In this case, yes! You probably don't want to put money you need in 3 years in the stock market, and you want to keep your taxable account tax efficient so tax free bonds make sense in this case. The other thing to consider is your tax rate. If you're in a low tax rate you are probably better off using a taxable bond fund, paying the taxes, and still ending up with a higher yield than the munis.
I personally wouldn't use VWAHX, the High Yield tax exempt. It handled 2008 better than most high-yield bond funds, but I'm concerned about the finances of several states and cities, especially if we went through another severe recession. I'm specifically worried about the states&cities with unfunded pensions, the ones that already struggle to pay their bills, and the places where their tax base is leaving.
If you look through the bonds in VWAHX you will keep seeing the words, "Illinois, Chicago, Kentucky, New Jersey, and Puerto Rico."
Pension funding levels:
Illinois: 36%
Kentucky: 31%
New Jersey: 31%
Everyone here understands compounding.

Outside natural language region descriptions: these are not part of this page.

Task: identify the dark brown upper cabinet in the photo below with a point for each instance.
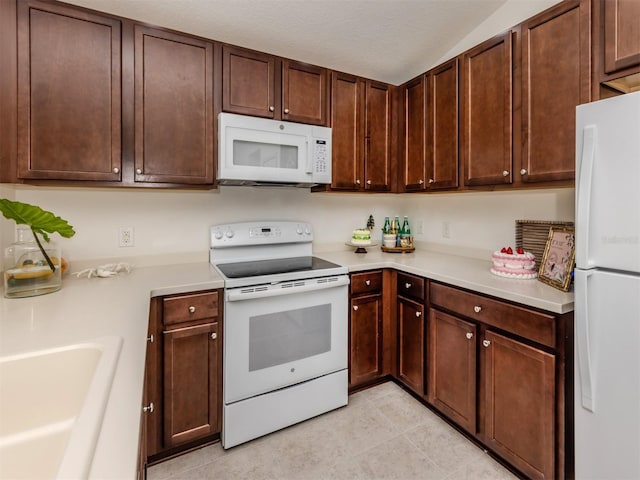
(69, 94)
(263, 85)
(555, 79)
(487, 126)
(361, 134)
(174, 117)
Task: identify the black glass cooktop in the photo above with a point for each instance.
(274, 266)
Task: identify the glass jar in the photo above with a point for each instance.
(27, 272)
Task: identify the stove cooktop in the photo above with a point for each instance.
(276, 266)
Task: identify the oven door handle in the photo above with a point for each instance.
(285, 288)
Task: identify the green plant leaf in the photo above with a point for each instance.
(40, 221)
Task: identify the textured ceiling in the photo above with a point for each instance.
(387, 40)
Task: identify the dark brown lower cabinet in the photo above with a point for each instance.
(183, 384)
(411, 344)
(365, 330)
(452, 368)
(504, 373)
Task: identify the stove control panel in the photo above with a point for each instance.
(260, 233)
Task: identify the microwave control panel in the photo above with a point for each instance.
(321, 156)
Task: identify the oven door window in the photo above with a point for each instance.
(275, 342)
(284, 337)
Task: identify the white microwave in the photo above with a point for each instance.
(260, 151)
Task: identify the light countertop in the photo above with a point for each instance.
(85, 309)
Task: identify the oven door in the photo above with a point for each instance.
(283, 334)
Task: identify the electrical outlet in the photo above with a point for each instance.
(125, 238)
(446, 231)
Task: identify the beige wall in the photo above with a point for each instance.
(168, 222)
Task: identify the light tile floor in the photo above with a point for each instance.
(384, 433)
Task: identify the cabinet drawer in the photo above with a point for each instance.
(368, 282)
(529, 324)
(411, 286)
(187, 308)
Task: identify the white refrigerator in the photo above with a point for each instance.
(607, 289)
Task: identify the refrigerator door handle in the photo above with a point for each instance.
(583, 197)
(584, 347)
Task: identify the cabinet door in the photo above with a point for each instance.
(69, 94)
(442, 159)
(365, 337)
(191, 379)
(519, 403)
(377, 137)
(173, 108)
(347, 132)
(411, 344)
(487, 118)
(551, 90)
(304, 93)
(452, 368)
(621, 34)
(415, 154)
(248, 83)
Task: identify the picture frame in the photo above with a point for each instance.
(556, 266)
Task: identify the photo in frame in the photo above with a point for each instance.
(556, 266)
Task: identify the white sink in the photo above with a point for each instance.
(51, 407)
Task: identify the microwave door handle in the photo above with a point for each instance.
(309, 168)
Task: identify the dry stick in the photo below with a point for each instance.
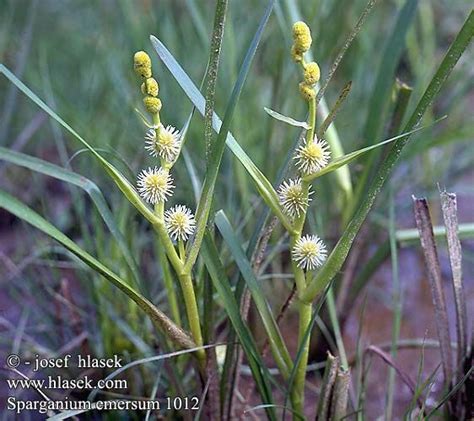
(428, 244)
(403, 376)
(449, 207)
(257, 259)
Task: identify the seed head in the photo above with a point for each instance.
(155, 185)
(142, 64)
(309, 252)
(312, 73)
(165, 145)
(301, 37)
(150, 87)
(297, 56)
(293, 198)
(152, 104)
(307, 91)
(313, 156)
(179, 222)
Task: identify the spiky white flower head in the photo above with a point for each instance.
(309, 252)
(155, 185)
(311, 157)
(166, 145)
(293, 198)
(179, 222)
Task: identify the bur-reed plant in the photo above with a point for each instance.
(188, 242)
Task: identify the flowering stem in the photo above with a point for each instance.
(311, 120)
(182, 252)
(193, 314)
(184, 280)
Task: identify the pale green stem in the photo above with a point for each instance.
(305, 313)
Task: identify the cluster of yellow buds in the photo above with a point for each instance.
(301, 44)
(149, 87)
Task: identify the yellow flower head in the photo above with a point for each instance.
(311, 73)
(150, 87)
(295, 55)
(307, 91)
(142, 64)
(152, 104)
(302, 37)
(155, 185)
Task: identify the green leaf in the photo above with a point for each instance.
(20, 210)
(124, 185)
(277, 344)
(287, 120)
(264, 187)
(339, 254)
(222, 285)
(44, 167)
(348, 158)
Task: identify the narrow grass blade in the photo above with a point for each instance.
(148, 360)
(277, 344)
(338, 256)
(44, 167)
(449, 206)
(428, 244)
(124, 185)
(20, 210)
(358, 26)
(222, 285)
(332, 364)
(383, 86)
(212, 69)
(348, 158)
(388, 360)
(285, 119)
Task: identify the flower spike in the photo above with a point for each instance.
(179, 222)
(155, 185)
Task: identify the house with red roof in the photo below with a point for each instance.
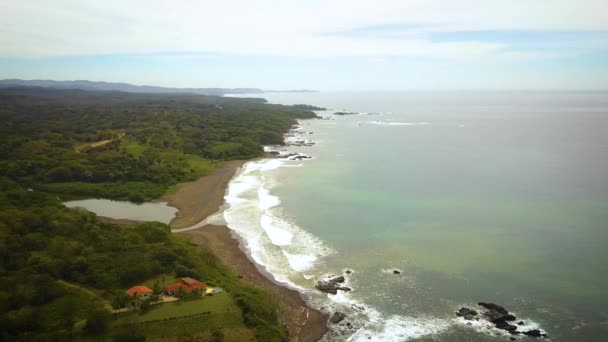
(140, 292)
(187, 284)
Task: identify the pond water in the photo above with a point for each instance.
(150, 211)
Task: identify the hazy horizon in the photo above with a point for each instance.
(341, 46)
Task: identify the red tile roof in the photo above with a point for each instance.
(187, 284)
(138, 290)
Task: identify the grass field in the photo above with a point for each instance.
(199, 317)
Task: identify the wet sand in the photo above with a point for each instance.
(198, 199)
(302, 322)
(201, 198)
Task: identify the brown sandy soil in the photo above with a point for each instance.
(198, 199)
(302, 322)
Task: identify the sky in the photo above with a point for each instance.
(326, 45)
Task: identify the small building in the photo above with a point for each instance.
(140, 292)
(186, 284)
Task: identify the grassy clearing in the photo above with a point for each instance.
(198, 317)
(133, 147)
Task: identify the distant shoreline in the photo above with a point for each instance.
(197, 200)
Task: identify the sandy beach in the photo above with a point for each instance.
(198, 199)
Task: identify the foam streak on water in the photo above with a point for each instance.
(272, 239)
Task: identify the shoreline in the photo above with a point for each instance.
(199, 199)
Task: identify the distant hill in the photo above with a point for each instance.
(130, 88)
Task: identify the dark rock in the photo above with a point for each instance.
(509, 317)
(493, 307)
(467, 313)
(339, 279)
(337, 317)
(332, 285)
(533, 333)
(505, 326)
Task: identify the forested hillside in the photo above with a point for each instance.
(60, 268)
(129, 145)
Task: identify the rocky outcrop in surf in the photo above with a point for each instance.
(332, 285)
(337, 317)
(500, 317)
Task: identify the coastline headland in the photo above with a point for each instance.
(199, 199)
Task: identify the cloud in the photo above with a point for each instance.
(314, 28)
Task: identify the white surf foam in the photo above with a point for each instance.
(400, 328)
(299, 262)
(271, 238)
(371, 325)
(278, 236)
(383, 123)
(266, 200)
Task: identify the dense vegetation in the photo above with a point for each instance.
(129, 145)
(45, 246)
(61, 267)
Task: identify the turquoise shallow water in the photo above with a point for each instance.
(498, 197)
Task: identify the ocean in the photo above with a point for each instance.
(472, 196)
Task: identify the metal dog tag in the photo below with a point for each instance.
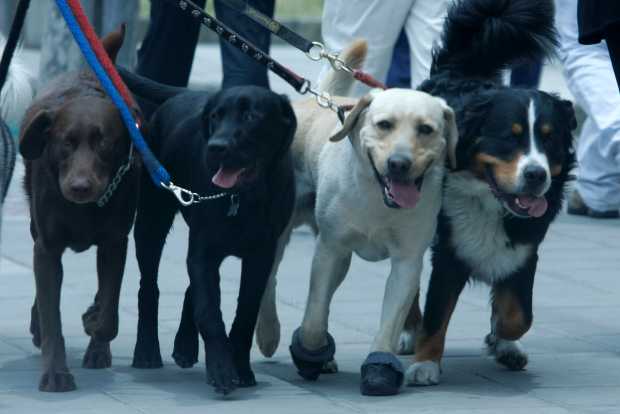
(234, 205)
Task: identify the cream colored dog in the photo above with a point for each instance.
(376, 194)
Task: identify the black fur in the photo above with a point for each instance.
(256, 128)
(482, 37)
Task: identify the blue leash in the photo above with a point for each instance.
(158, 173)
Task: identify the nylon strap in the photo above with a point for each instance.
(11, 43)
(297, 82)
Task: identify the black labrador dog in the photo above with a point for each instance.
(232, 147)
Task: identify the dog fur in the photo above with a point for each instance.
(344, 191)
(514, 156)
(74, 142)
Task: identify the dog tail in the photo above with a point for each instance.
(339, 83)
(148, 93)
(482, 37)
(17, 89)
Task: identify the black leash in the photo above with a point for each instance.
(315, 51)
(275, 27)
(11, 42)
(302, 85)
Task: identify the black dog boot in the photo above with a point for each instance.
(310, 364)
(382, 374)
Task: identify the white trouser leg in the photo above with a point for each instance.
(590, 78)
(377, 21)
(423, 27)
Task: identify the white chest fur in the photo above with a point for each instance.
(478, 233)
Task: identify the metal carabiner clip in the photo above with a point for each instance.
(185, 197)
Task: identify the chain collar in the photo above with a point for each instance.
(116, 181)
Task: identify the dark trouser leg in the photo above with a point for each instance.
(240, 69)
(613, 44)
(167, 52)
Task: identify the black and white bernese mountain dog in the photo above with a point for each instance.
(514, 156)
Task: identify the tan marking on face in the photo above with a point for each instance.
(430, 348)
(504, 172)
(510, 322)
(517, 129)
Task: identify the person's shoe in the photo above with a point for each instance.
(578, 207)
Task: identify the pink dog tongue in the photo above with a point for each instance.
(536, 206)
(226, 178)
(406, 196)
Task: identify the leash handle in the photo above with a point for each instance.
(275, 27)
(11, 42)
(315, 51)
(69, 9)
(242, 44)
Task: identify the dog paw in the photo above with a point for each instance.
(310, 363)
(330, 367)
(268, 336)
(185, 352)
(246, 379)
(57, 381)
(423, 373)
(221, 370)
(406, 343)
(147, 357)
(507, 353)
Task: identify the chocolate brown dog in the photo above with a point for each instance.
(75, 145)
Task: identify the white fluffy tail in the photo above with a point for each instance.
(18, 90)
(339, 83)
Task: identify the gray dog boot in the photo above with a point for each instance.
(310, 364)
(382, 374)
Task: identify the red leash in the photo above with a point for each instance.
(101, 54)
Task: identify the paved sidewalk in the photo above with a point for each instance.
(574, 345)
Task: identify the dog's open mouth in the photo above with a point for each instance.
(520, 205)
(228, 177)
(398, 194)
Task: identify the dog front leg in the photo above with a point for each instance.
(255, 272)
(444, 289)
(512, 317)
(48, 276)
(268, 325)
(203, 269)
(382, 372)
(101, 320)
(312, 346)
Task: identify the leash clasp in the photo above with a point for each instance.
(185, 197)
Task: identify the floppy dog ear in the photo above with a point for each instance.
(34, 135)
(450, 131)
(113, 42)
(351, 121)
(290, 123)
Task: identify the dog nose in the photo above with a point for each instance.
(399, 164)
(217, 148)
(535, 175)
(81, 186)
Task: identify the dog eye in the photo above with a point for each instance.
(425, 129)
(249, 116)
(384, 125)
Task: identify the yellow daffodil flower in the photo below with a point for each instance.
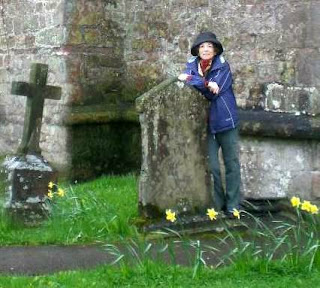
(314, 209)
(236, 213)
(212, 214)
(306, 206)
(60, 192)
(295, 201)
(170, 216)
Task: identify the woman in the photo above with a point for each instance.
(210, 74)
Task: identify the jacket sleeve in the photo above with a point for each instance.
(223, 78)
(198, 82)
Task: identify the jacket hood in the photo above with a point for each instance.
(206, 37)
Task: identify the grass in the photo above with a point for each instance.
(100, 210)
(161, 275)
(104, 210)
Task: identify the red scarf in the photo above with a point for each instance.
(205, 66)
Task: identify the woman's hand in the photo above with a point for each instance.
(213, 87)
(183, 77)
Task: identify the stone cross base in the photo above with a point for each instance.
(27, 179)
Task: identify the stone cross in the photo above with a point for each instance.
(36, 91)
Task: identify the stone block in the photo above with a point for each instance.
(301, 185)
(315, 184)
(283, 98)
(27, 186)
(174, 171)
(274, 168)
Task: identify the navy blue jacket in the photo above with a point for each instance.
(223, 114)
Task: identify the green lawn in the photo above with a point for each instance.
(160, 275)
(105, 210)
(100, 210)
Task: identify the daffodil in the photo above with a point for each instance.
(314, 209)
(170, 216)
(306, 206)
(60, 192)
(295, 201)
(236, 213)
(212, 214)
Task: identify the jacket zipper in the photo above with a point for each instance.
(228, 110)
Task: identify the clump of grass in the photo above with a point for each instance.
(100, 210)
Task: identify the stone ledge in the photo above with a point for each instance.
(98, 115)
(279, 125)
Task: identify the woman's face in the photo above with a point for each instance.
(206, 51)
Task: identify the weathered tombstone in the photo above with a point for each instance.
(28, 173)
(174, 172)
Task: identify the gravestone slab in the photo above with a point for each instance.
(28, 174)
(174, 172)
(27, 180)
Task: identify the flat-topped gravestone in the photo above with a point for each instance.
(174, 172)
(28, 173)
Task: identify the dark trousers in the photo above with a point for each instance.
(228, 141)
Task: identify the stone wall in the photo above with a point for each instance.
(104, 53)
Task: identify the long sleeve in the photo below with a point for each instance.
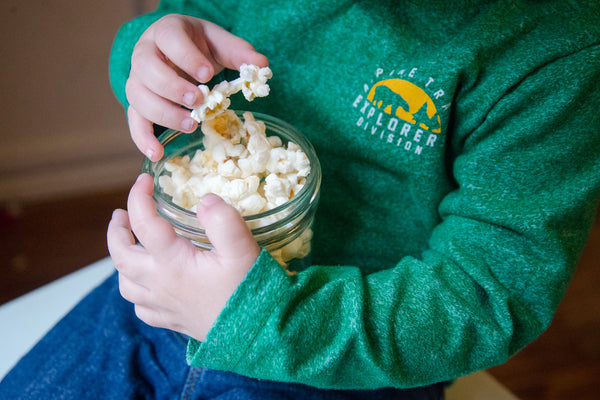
(454, 207)
(497, 264)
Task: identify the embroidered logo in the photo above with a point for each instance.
(396, 110)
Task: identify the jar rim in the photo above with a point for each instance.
(275, 126)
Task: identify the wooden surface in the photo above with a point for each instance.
(42, 241)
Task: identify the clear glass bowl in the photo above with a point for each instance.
(285, 231)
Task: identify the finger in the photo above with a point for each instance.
(174, 37)
(122, 246)
(157, 109)
(132, 291)
(149, 66)
(154, 233)
(149, 316)
(229, 50)
(226, 229)
(142, 134)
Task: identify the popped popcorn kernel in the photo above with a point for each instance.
(250, 171)
(252, 83)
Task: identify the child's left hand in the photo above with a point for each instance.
(172, 284)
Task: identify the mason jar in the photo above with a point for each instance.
(285, 231)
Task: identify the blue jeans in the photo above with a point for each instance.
(101, 350)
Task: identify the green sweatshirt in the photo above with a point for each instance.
(460, 148)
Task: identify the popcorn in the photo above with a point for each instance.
(250, 171)
(252, 82)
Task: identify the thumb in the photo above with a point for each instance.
(226, 229)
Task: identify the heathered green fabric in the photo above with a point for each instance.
(442, 246)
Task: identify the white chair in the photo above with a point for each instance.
(26, 319)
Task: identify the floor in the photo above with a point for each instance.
(44, 240)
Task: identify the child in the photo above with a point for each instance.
(461, 175)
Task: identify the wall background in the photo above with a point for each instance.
(62, 132)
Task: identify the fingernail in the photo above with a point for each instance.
(149, 154)
(189, 99)
(187, 124)
(203, 74)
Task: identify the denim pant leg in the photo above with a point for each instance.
(101, 350)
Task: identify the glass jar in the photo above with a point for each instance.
(285, 231)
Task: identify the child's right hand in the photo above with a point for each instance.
(171, 57)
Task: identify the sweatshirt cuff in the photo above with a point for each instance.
(243, 317)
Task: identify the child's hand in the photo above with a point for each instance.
(172, 284)
(171, 57)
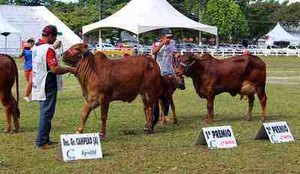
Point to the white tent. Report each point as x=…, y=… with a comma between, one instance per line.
x=6, y=29
x=278, y=34
x=140, y=16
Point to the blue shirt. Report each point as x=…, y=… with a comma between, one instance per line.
x=164, y=58
x=28, y=59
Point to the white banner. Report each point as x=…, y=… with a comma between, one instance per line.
x=217, y=137
x=278, y=132
x=80, y=146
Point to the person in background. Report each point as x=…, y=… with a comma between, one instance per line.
x=26, y=55
x=45, y=68
x=163, y=51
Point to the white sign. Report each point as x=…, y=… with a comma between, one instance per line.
x=217, y=137
x=80, y=146
x=277, y=132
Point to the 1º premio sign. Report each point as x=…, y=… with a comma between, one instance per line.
x=80, y=146
x=217, y=137
x=276, y=132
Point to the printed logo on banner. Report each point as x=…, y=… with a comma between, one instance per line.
x=80, y=146
x=216, y=137
x=276, y=132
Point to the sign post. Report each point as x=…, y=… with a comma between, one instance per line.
x=216, y=137
x=80, y=146
x=276, y=132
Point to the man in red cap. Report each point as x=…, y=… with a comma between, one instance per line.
x=45, y=69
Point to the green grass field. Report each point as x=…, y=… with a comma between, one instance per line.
x=170, y=150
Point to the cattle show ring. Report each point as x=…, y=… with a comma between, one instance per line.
x=230, y=111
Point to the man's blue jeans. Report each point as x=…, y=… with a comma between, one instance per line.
x=156, y=111
x=47, y=109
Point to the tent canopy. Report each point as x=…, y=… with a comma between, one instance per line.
x=140, y=16
x=5, y=27
x=278, y=34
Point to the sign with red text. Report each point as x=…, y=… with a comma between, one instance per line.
x=276, y=132
x=80, y=146
x=216, y=137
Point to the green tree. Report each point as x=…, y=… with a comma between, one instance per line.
x=228, y=17
x=259, y=17
x=288, y=14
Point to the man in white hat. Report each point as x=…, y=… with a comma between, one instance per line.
x=163, y=51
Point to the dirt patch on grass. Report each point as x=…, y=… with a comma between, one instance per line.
x=287, y=80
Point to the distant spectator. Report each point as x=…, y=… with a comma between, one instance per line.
x=26, y=55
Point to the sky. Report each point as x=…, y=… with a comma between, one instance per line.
x=77, y=0
x=68, y=0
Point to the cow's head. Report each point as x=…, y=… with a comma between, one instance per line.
x=74, y=54
x=184, y=64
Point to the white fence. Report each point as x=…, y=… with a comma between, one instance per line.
x=263, y=52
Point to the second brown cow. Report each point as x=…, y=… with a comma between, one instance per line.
x=103, y=80
x=244, y=75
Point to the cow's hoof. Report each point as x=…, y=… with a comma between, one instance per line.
x=147, y=131
x=249, y=118
x=7, y=131
x=175, y=122
x=208, y=120
x=263, y=119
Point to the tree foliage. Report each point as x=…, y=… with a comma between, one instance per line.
x=235, y=19
x=228, y=17
x=260, y=18
x=288, y=14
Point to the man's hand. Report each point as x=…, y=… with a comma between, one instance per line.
x=165, y=40
x=73, y=70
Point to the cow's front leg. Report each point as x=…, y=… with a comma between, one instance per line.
x=6, y=106
x=83, y=116
x=7, y=121
x=173, y=110
x=250, y=106
x=210, y=108
x=149, y=126
x=104, y=111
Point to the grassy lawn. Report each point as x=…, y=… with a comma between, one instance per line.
x=170, y=150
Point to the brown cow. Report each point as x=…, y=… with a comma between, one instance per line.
x=8, y=76
x=244, y=75
x=103, y=80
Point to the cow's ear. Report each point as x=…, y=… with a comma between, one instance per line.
x=84, y=48
x=197, y=56
x=191, y=57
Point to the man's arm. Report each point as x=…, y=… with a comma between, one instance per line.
x=63, y=70
x=156, y=48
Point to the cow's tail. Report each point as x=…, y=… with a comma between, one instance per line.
x=17, y=81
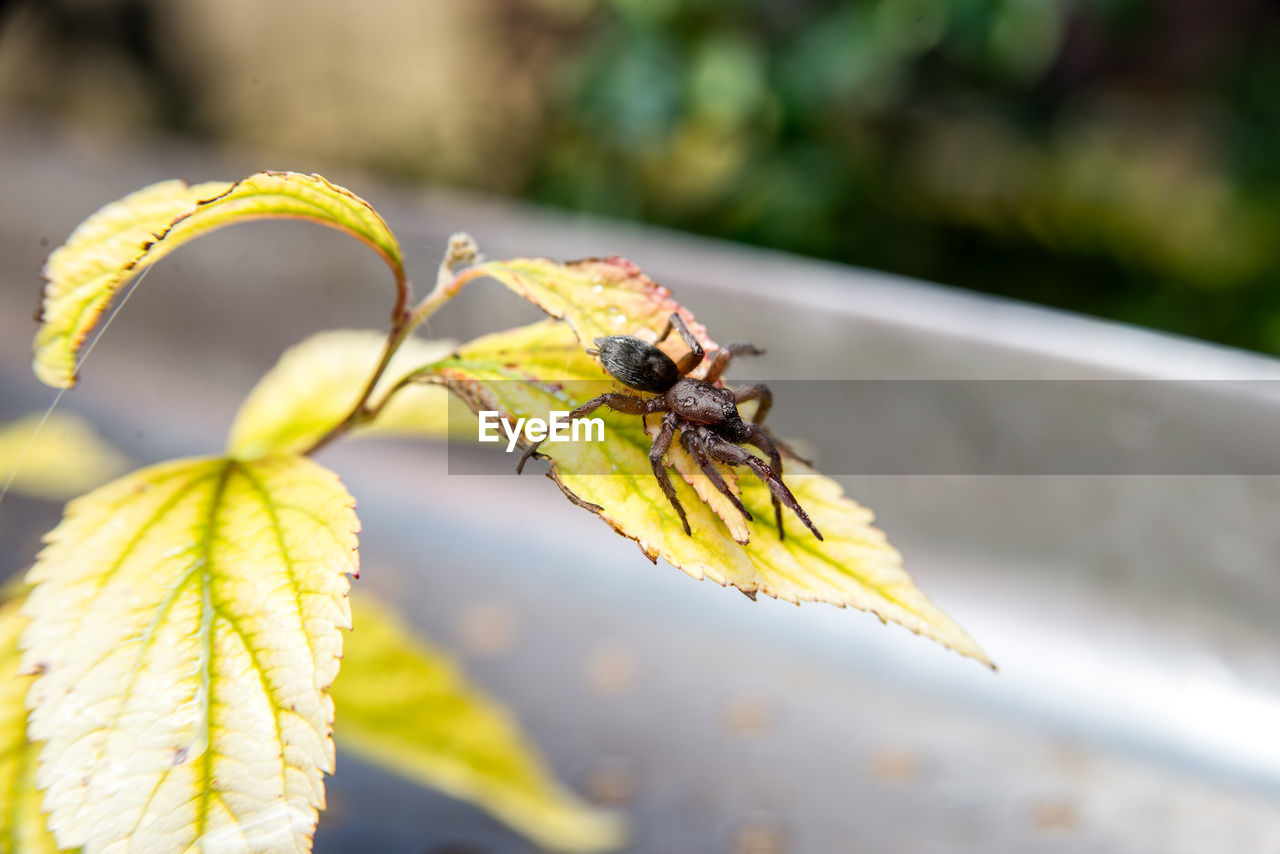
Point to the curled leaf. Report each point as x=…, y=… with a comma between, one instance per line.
x=22, y=823
x=405, y=707
x=184, y=630
x=60, y=459
x=529, y=371
x=318, y=380
x=127, y=236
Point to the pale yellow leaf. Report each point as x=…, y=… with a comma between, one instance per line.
x=318, y=380
x=529, y=371
x=403, y=706
x=184, y=628
x=64, y=457
x=597, y=297
x=123, y=238
x=22, y=823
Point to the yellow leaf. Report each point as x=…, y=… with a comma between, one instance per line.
x=403, y=706
x=127, y=236
x=595, y=296
x=528, y=371
x=64, y=457
x=184, y=630
x=22, y=823
x=318, y=380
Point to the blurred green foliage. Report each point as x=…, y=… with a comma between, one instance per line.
x=1119, y=158
x=1114, y=156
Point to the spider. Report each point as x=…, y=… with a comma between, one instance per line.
x=711, y=427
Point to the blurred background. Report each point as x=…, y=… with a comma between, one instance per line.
x=1119, y=158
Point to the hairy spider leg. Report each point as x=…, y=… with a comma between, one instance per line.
x=760, y=439
x=726, y=451
x=661, y=443
x=695, y=442
x=766, y=397
x=694, y=357
x=618, y=402
x=721, y=361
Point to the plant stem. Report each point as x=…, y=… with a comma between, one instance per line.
x=403, y=323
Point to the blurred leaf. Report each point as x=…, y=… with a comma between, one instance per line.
x=528, y=371
x=184, y=630
x=123, y=238
x=597, y=296
x=22, y=823
x=318, y=380
x=403, y=706
x=63, y=459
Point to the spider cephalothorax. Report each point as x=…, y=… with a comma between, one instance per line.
x=711, y=427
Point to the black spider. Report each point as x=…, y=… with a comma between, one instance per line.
x=711, y=427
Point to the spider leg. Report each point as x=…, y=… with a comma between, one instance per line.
x=728, y=452
x=696, y=446
x=760, y=393
x=661, y=443
x=722, y=356
x=694, y=357
x=760, y=439
x=618, y=402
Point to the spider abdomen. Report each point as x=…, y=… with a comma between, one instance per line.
x=638, y=364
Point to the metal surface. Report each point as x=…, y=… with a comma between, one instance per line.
x=1133, y=617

If you are 1/3 funded for retirement on the day you retire things are going to get ugly, especially if your portfolio takes a big hit in a recession.
Credit ratings:
Illinois: 1 level above junk (Baa3)
Chicago: Junk (Ba1)
Puerto Rico: Junk (D)
I hope they are all fine, but if they end up not being fine I wouldn't want the money I need within 3 years tied up in these municipalities.
Side note: You can only add 10k/yr, but iBonds can also be a good parking place. The taxes on the interest are deferred until you cash out, and once FIRE you will likely be in a lower tax bracket.